Zhengzhou tightens housing market

By Chen Dujuan Source:Global Times Published: 2013-9-2 23:13:01

Zhengzhou, capital city of Central China's Henan Province, announced Monday it will tighten its home purchase restrictions in a bid to further curb investment, although more cities across the country are loosening their property policies.

Starting Sunday, single people aged below 20 cannot buy homes in Zhengzhou, and local households without Zhengzhou hukou, or household registration permit, need proof of residence for more than three years and must have paid social security or income tax for more than one year to be able to buy a home in the city, the local housing management bureau said in a press briefing on Monday.

Calls to the bureau on the new policy went unanswered by press time.

Zhengzhou adopted the policy to stabilize the property market as the city's housing prices are under great inflation pressure, Liu Yuan, senior research manager at Centaline Property agency in Shanghai, told the Global Times Monday.

The city's housing prices rose 20 percent in the first half of the year, Liu said. The average new home price in Zhengzhou was 8,422 yuan ($1,376) per square meter in August, its housing bureau said.
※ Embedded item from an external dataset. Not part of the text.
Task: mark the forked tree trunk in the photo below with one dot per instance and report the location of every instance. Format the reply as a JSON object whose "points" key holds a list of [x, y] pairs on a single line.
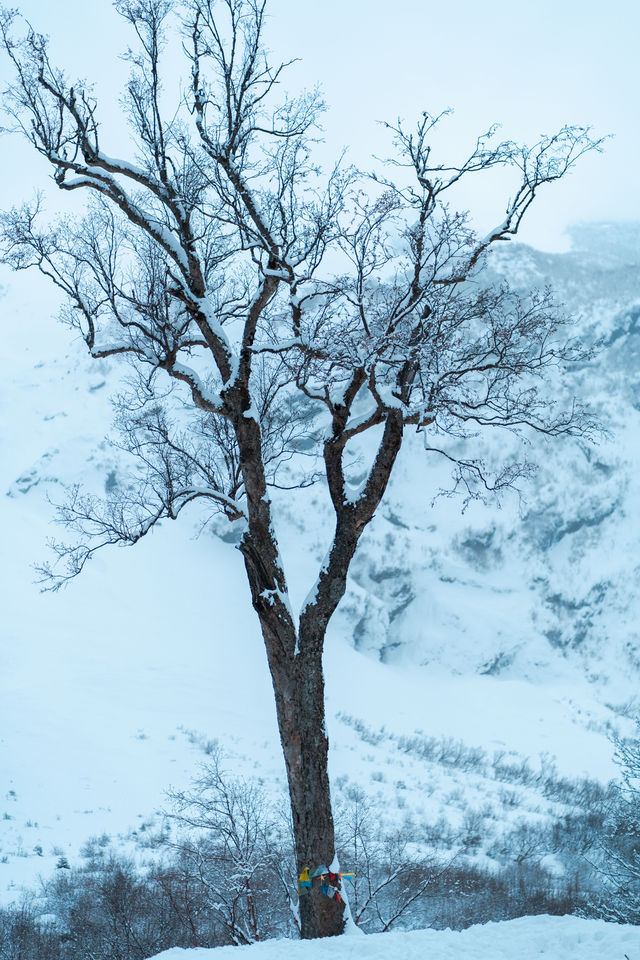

However, Zhengzhou's policy tightening is against the market trend, as the new Chinese leadership now puts more stress on market-oriented measures rather than administrative means to rein in the country's real estate market, Hui Jianqiang, research director with real estate information provider Beijing Zhongfangyanxie Technology Service, told the Global Times Monday.

Some local governments such as Wenzhou in East China's Zhejiang Province and Wuhu in East China's Anhui Province have either loosened property purchase restrictions or offered subsidies to home buyers recently, indicating policy relaxation.

"The central government is expected to adopt long-term policies for the property market, such as land system reform, property tax and low-income housing," Hui said.

Partly affected by loosening policies, new home prices continued to rise in August, increasing for the 15th month in a row since June 2012, Beijing-based real estate research institute China Index Academy said Monday.

The average new home price in 100 cities tracked by the institute reached 10,442 yuan per square meter in August, up 0.92 percent from July and 8.61 percent from one year earlier, the institute said in a report.

Meanwhile, 71 of the 100 cities saw their new residential building prices increase in August month-on-month, 10 more than in July.

Without further curbs, the property market will boom in September and October, Hui noted.

China started to impose home purchase limits since 2010, which, however, failed to rein in the housing price surge.

Both the nationwide home purchase restrictions and Zhengzhou's new policy place limitations on the rights of only a group of people, which lack legal basis and symbolize administrative impropriety,  Zhang Qianlin, a property lawyer with Debund Law Offices, told the Global Times Monday.

But China is unlikely to stop  the home purchase limits, as exit of the policy will lead to a surge in housing prices, which is against the country's target to maintain stable and sound development of the real estate market, Centaline's Liu said.